Implemented Apriori and FP growth algorithms with optimisations.
Implemented the FP Growth algorithm to generate closed frequent itemsets at runtime with the merging strategy optimisation as : push right the branches that have been mined for a particular item say p, i.e. push these branches to the remaining branch(es)of the FP-tree as it can be time and space consuming to generate numerous conditional pattern bases.
Implemented the Apriori algorithm to generate closed frequent itemsets at runtime using two optimisations strategies: Hash-based technique and Partitioning.
When scanning each transaction in the database to generate the frequent 1-itemsets , we can generate all the 2-itemsets for each transaction, hash (i.e., map) them into the different buckets of a hash table structure, and increase the corresponding bucket counts. A 2-itemset with a corresponding bucket count in the hash table that is below the support threshold cannot be frequent and thus is removed from the candidate set.
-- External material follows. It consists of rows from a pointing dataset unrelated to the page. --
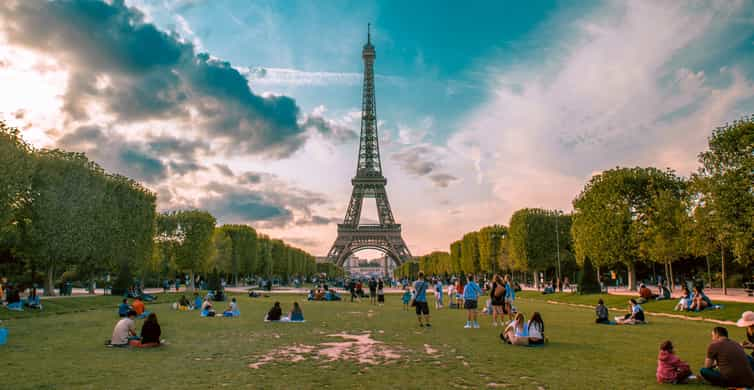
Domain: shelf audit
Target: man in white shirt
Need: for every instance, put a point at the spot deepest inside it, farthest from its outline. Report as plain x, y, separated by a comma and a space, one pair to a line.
123, 330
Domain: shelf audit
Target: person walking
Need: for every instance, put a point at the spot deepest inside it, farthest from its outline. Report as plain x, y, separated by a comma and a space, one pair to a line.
420, 300
470, 296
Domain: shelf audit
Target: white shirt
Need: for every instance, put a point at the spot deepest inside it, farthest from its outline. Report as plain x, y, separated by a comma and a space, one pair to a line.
124, 328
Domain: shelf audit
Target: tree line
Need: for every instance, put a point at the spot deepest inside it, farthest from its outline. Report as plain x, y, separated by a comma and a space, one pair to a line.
629, 218
63, 216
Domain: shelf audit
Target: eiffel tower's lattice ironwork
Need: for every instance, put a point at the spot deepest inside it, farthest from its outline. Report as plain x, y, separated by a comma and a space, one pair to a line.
369, 183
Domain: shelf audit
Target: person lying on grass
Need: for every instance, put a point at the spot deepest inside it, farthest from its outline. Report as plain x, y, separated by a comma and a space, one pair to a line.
536, 329
517, 332
602, 313
150, 333
671, 369
636, 316
685, 302
296, 314
124, 330
727, 364
747, 321
275, 313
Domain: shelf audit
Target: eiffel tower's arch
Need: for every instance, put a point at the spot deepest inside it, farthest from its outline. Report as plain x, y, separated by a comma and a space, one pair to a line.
369, 183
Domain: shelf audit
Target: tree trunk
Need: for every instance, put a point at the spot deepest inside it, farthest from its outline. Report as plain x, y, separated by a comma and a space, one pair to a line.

Distributed and Parallel algorithms for apriori based frequent itemset mining obey a rule : If the database D is divided into n partitions and frequent itemset mining is performed in each of them individually, any itemset that is potentially frequent with respect to D must occur as a frequent itemset in at least one of those n partitions. Now the algorithm can be on each of those partitions in parallel and all the local frequent itemsets generated can be checked for being globally frequent by a scan of the database again.